I left after about 20 minutes having spent approximately 5 in front of the screen.  I was unimpressed.

Take 2: My dear friend babysat for us about a month or so ago - oh wait, yea. On New Years Eve, god bless her right? BHB snored and she watched her some pay-per-view (the least we could do, right?). She rented this movie while we were away. When she told me I thought... 

me: Ugh. 

But oh well, right? We've got it for 24 more hours to watch it so we should check it out. And then. 

I loved it! From the first frame. I thought it was in fact entirely enchanting. Hilarious. Poignant and sweet. Basically the exact movie I wanted to see then and have several times been tempted to thrown down 6 bucks on the PPV to see it again. 

The two leads were delightful. I don't watch The Office, so I don't know John Kraniski from Adam, especially due to the giant beard, but it was nice because I wasn't taken out of the movie by his known-ness. Maya Rudulph is adorable, I don't know how else to say it. Adorable even in the fake belly, just so present and available to the high wire of emotions that the pregnant ladies waddle across. I did anyway. 

Even though I've claimed before I have a real need for plot, this isn't a big plot-ee film. But it unfolds beautifully and you know Sam Mendes ain't no slacker in the directing department. I'm a big fan of the way he creates moments. Like the plastic bag moment in American Beauty. Or about 14 million others in that movie, how about Annette Bening in the driving around suburbia singing her heart out? He does the same thing here, he gives us these still snapshots that breathe and resonate. The two of them sitting out by the pool discussing pregnancy weight gain. The way he was unspooling their future in the end frame. I'm avoiding having to do a spoiler alert here, I'm just speaking in weird vague ways, I hope that's working for you. If you've seen it, you understand. If not, perhaps this will make you plunk down a few bucks or click it on up on your Netflix Que. I definitely recommend it.

Of course I have to give a shout out to the most hilarious, memorable moment in recent movie memory -  the stroller scene. The character that Maggie Gyllenhaal plays is so perfectly ridiculous, so hilariously extreme in her attachment parenting rant...I just about peed my pants laughing. You know that peeing laughter when you know you are laughing at yourself? Yea, that one.

'Cause for reals I was a total Moby wearing graduate to Ergo sportin' Momma. Still am. The first time I put him in a stroller (recently) I was like oooh noo! I can't see him! He can't see me! What  am I doing!? This is unconscionable! But, for the record, I am over it. And I quote the movie alot. 

In fact, let's bust out a *Spoiler Alert*

For one line. It's so brilliant:

"I Love my babies! Why would I want to PUSH them away from me?"

*That's it* 

Wishing for more hours in the day so I could watch this movie again,



PS - Thanks for the commiserating in my safety dance rant.
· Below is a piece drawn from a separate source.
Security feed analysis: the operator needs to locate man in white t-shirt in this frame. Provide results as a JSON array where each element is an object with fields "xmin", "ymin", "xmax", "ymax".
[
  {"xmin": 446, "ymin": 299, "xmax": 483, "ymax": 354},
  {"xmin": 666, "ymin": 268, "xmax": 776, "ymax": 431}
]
I'm still in search of solution, in the meantime my shoulders look great in my ears.

PPS - Thanks for reading you guys. In my quick little reference here about what the 'Big Life Decision' is, it's so nice to not feel so alone in the struggle. This blog (and the lovely comments) give me a really lovely feeling of camaraderie and safety. It's an illusion clearly, but I look forward to coming here and also following you back to read what you're doing. It's fun up here in cyber mommy space. Xo!